# Chapter 8 : Applying Machine Learning to Sentiment Analysis

## Preparing the IMDb movie review data for text processing

*Sentiment analysis* or *opinion mining* concerns the classification of the attitude of the writer; generally, positive or negative. 

### Preprocessing the movie dataset into a convenient format

The files need to be made into a single `.csv` file.

first loop through all the files and put them into a single dataframe

In [6]:
import pandas as pd
import os
import sys
# # change the 'basepath' to the directory of the >>> # unzipped movie dataset
# basepath = 'aclImdb'
# labels = {'pos': 1, 'neg': 0}
# df = pd.DataFrame()
# for s in ('test', 'train'):
#     for l in ('pos', 'neg'):
#         path = os.path.join(basepath, s, l) 
#         for file in sorted(os.listdir(path)):
#             with open(os.path.join(path, file), 'r', encoding = 'utf-8') as infile:
#                 txt = infile.read()
#             df = df.append([[txt, labels[l]]], ignore_index = True)
# df.columns = ['review', 'sentiment']

  df = df.append([[txt, labels[l]]], ignore_index = True)

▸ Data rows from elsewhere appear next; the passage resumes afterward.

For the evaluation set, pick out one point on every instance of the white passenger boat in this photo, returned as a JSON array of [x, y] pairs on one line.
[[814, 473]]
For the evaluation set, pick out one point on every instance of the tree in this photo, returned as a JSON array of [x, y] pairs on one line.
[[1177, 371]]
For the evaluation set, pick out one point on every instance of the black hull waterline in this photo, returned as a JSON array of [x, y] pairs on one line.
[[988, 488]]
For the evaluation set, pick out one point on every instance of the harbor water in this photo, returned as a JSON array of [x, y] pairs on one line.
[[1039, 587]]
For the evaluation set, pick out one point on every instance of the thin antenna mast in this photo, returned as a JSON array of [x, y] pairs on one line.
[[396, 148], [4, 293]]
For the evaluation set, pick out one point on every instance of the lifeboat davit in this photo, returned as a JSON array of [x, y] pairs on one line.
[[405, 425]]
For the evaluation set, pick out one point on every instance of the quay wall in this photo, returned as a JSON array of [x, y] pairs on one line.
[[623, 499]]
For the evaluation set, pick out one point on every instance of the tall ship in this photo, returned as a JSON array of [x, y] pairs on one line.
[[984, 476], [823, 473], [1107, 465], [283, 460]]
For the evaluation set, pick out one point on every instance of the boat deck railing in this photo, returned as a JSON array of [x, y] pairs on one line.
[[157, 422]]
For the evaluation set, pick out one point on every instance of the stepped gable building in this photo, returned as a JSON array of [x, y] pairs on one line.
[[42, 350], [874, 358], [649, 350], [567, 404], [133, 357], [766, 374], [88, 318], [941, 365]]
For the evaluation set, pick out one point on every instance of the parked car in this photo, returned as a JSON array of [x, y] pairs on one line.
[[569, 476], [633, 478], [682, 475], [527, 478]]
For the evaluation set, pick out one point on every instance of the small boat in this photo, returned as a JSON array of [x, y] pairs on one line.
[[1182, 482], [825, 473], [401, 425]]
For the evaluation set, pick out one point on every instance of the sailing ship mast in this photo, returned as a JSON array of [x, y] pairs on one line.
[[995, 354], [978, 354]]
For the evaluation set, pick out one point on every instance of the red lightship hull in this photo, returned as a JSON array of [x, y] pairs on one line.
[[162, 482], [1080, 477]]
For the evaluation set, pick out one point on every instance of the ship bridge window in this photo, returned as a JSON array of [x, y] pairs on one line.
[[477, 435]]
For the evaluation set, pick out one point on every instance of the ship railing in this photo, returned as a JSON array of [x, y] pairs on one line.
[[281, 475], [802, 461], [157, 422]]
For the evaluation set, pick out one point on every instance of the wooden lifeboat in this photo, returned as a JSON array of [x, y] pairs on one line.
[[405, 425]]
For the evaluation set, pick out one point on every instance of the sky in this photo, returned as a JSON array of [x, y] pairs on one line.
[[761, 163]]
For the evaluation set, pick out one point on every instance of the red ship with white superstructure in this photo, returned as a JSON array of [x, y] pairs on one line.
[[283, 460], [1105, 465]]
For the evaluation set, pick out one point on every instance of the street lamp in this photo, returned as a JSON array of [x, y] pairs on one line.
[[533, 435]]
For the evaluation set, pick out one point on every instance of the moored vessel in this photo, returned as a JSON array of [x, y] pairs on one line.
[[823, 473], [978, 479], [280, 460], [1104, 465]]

Save the dataframe to a csv and then read it:

In [8]:
import numpy as np
np.random.seed(0)
df = df.reindex(np.random.permutation(df.index))
df.to_csv('movie_data.csv', index=False, encoding='utf-8')

In [10]:
df = pd.read_csv('movie_data.csv', encoding='utf-8')
# the following column renaming is necessary on some computers: >>> 
df = df.rename(columns={"0": "review", "1": "sentiment"})
df.sample(3)

Unnamed: 0,review,sentiment
28921,This film deals with the Irish rebellion in th...,1
11971,This movie is pure guano. Mom always said if y...,0
15919,Well the plot is entertaining but it is full o...,0


In [11]:
df.shape

(50000, 2)

## Introducing the bag of words model

*Bag-of-words* represents texts as numerical feature vectors.  This is done by:
1. Making a vocbulary of unique tokens from the entire set of documents
2. A feature vector is made for each document that contains counts of the tokens

These feature vectors tend to be *sparse*, i.e. they contain a lot of zeros.

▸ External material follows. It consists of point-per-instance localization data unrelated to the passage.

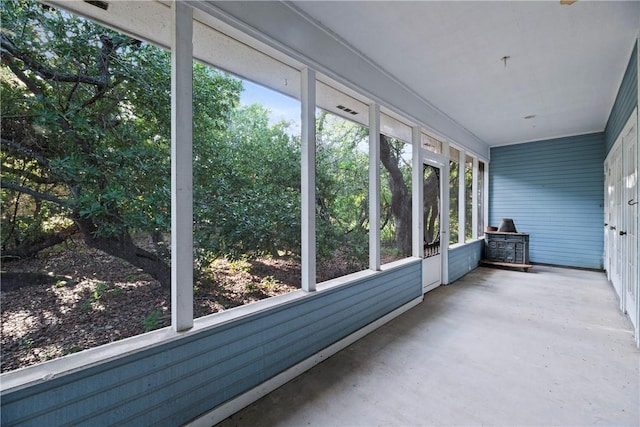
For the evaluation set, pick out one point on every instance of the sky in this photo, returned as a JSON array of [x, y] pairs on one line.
[[281, 106]]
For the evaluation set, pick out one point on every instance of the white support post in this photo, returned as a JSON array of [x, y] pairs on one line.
[[181, 168], [474, 200], [417, 207], [308, 167], [461, 195], [374, 187], [444, 218], [485, 194]]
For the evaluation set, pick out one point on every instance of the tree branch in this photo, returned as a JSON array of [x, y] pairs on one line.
[[8, 48], [26, 152], [28, 175], [36, 194]]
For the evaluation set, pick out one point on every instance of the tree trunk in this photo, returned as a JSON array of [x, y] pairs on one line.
[[400, 197], [122, 246]]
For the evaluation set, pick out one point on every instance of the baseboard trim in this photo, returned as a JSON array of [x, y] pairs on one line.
[[234, 405]]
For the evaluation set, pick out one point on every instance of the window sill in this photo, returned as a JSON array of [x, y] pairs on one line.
[[45, 371]]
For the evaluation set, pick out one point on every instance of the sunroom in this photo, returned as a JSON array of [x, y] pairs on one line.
[[464, 114]]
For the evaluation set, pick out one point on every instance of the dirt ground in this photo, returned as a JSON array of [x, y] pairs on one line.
[[71, 297]]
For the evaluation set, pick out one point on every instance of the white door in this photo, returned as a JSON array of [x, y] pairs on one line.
[[431, 217], [629, 232], [614, 252]]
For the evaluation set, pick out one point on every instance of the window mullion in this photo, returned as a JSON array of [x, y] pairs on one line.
[[374, 187], [461, 195], [308, 170], [417, 193], [182, 167], [474, 200]]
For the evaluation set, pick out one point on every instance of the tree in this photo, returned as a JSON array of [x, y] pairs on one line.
[[400, 203], [85, 129], [247, 188]]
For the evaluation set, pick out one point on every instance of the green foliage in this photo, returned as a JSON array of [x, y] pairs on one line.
[[86, 137], [342, 179]]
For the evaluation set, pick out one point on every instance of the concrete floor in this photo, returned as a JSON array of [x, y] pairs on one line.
[[498, 347]]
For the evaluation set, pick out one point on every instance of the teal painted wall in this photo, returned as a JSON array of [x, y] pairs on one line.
[[463, 259], [553, 190], [625, 102], [174, 382]]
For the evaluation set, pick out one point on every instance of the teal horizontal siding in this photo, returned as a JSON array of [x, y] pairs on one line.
[[463, 259], [553, 190], [626, 101], [175, 382]]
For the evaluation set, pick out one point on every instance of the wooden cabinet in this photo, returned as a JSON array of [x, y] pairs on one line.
[[508, 249]]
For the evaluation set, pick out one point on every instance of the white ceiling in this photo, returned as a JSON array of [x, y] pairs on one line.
[[565, 62]]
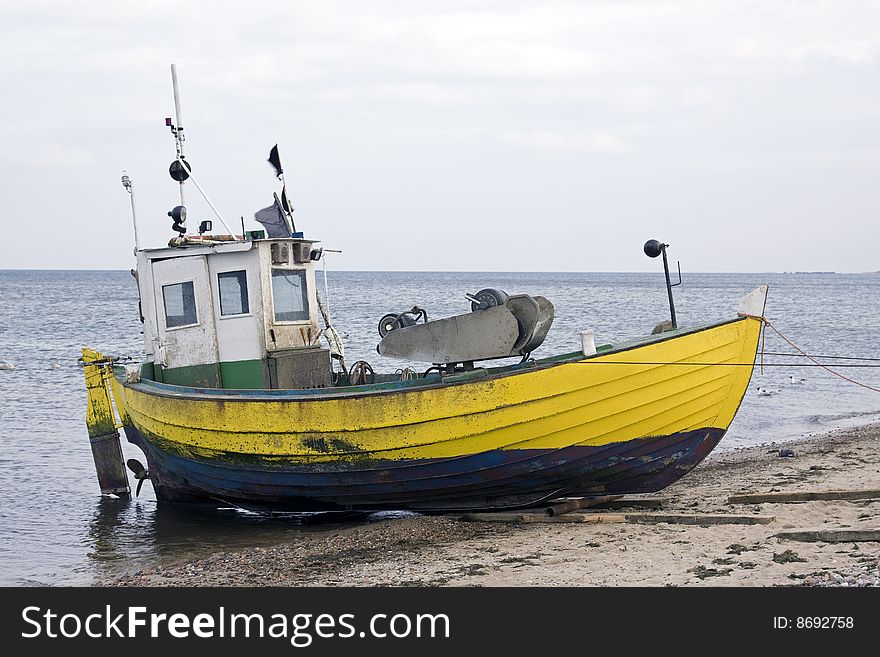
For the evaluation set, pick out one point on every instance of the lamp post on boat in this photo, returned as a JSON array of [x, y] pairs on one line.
[[653, 248], [129, 187]]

### Transforming words into feature vectors

`CountVectorizer` is built into scikit-learn and builds a bag-of-words model automatically:

In [17]:
from sklearn.feature_extraction.text import CountVectorizer 
count = CountVectorizer() #make the object
docs = np.array(['The sun is shining',
                 'The weather is sweet',
                 'The sun is shining, the weather is sweet, and one and one is two']) 
bag = count.fit_transform(docs) #fit and transform

In [18]:
#can get the counts
print(count.vocabulary_)

{'the': 6, 'sun': 4, 'is': 1, 'shining': 3, 'weather': 8, 'sweet': 5, 'and': 0, 'one': 2, 'two': 7}


In [19]:
#and the vectorized text
bag.toarray()

array([[0, 1, 0, 1, 1, 0, 1, 0, 0],
       [0, 1, 0, 0, 0, 1, 1, 0, 1],
       [2, 3, 2, 1, 1, 1, 2, 1, 1]])

Note that each position of the vector in `bag.toarray()` corresponds to a document and the count of tokens in it. These vector values are called the *raw term frequencies*: $tf(t, d)$, where $t$ is the term and $d$ is the number of occurences.  

#### N-Gram models
Bag-of-words is also called the *unigram model* since it counts only sequences of one word.  This can be extended to *n-grams* that use sequences of $n$ words. This is implemented in `CountVectorizer` via the `ngram_range = (x, y)` parameter: where x and y are the range of word sequences.